Authored by owenpan on Feb 10 2023, 9:20 AM.

Details

Summary

The token annotator doesn't annotate the template opener and closer as such if they enclose an overloaded operator. This causes the space between the operator and the closer to be removed, resulting
in invalid C++ code.

Fixes https://github.com/llvm/llvm-project/issues/58602.

Diff Detail

Event Timeline

owenpan created this revision.Feb 10 2023, 9:20 AM
Herald added a project: Restricted Project. · View Herald TranscriptFeb 10 2023, 9:20 AM
owenpan requested review of this revision.Feb 10 2023, 9:20 AM
Herald added a project: Restricted Project. · View Herald TranscriptFeb 10 2023, 9:20 AM
Herald added a subscriber: cfe-commits. · View Herald Transcript
vedgy added a subscriber: vedgy.Feb 10 2023, 9:42 AM

Hi @owenpan. Thank you for fixing this bug!
Have you noticed this paragraph in my bug report?

I believe clang_getTypeSpelling(), or more likely QualType::print() used by it, should insert a tab character between such tokens to pretty-print compilable code. The tab character is preferable to the space character here, because the users may rely on the fact that pretty-printed binary operators are surrounded by spaces to distinguish them from angle brackets.

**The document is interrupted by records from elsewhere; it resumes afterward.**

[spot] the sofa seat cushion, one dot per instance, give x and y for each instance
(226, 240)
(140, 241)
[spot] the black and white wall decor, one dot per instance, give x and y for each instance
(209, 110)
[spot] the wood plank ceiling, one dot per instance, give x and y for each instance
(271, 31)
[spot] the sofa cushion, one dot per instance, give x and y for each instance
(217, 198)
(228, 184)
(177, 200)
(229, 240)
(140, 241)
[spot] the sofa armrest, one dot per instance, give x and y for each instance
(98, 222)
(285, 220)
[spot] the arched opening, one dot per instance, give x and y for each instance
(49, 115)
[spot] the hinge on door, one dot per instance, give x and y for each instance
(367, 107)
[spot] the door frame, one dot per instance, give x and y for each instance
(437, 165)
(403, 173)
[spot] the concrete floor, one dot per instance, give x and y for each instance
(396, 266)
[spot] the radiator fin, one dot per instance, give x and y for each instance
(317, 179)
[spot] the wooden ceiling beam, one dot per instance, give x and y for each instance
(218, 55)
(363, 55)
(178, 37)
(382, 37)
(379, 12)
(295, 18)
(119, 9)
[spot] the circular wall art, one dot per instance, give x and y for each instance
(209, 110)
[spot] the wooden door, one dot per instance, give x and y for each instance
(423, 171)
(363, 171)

KDevelop parses the result of clang_getTypeSpelling() when libclang API is lacking. Since this recent commit KDevelop's parsing relies on the empirical fact that only operators are surrounded by spaces to distinguish them from angle brackets. Does this revision introduce angle brackets surrounded by spaces? Can tab characters be used instead? If not, do you know how else such angle brackets can be distinguished from operators?

owenpan planned changes to this revision.Feb 10 2023, 10:03 PM
owenpan updated this revision to Diff 496670.Feb 11 2023, 1:43 AM

Added tryMergeGreaterGreater() to and fixed tryMergerLessLess() of FormatTokenLexer.

Hi @owenpan. Thank you for fixing this bug!
Have you noticed this paragraph in my bug report?

I believe clang_getTypeSpelling(), or more likely QualType::print() used by it, should insert a tab character between such tokens to pretty-print compilable code. The tab character is preferable to the space character here, because the users may rely on the fact that pretty-printed binary operators are surrounded by spaces to distinguish them from angle brackets.

Yes, but I'm not familiar with these functions.

KDevelop parses the result of clang_getTypeSpelling() when libclang API is lacking. Since this recent commit KDevelop's parsing relies on the empirical fact that only operators are surrounded by spaces to distinguish them from angle brackets. Does this revision introduce angle brackets surrounded by spaces? Can tab characters be used instead? If not, do you know how else such angle brackets can be distinguished from operators?

This patch should fix the reported invalid-code-generation bug by leaving a space between the overloaded operator and the closing angle bracket. clang-format doesn't insert tabs in the middle of a line (except when doing alignment if UseTab is set to Always).

This revision is now accepted and ready to land.Feb 14 2023, 3:03 AM
This revision was landed with ongoing or failed builds.Feb 16 2023, 8:25 PM
This revision was automatically updated to reflect the committed changes.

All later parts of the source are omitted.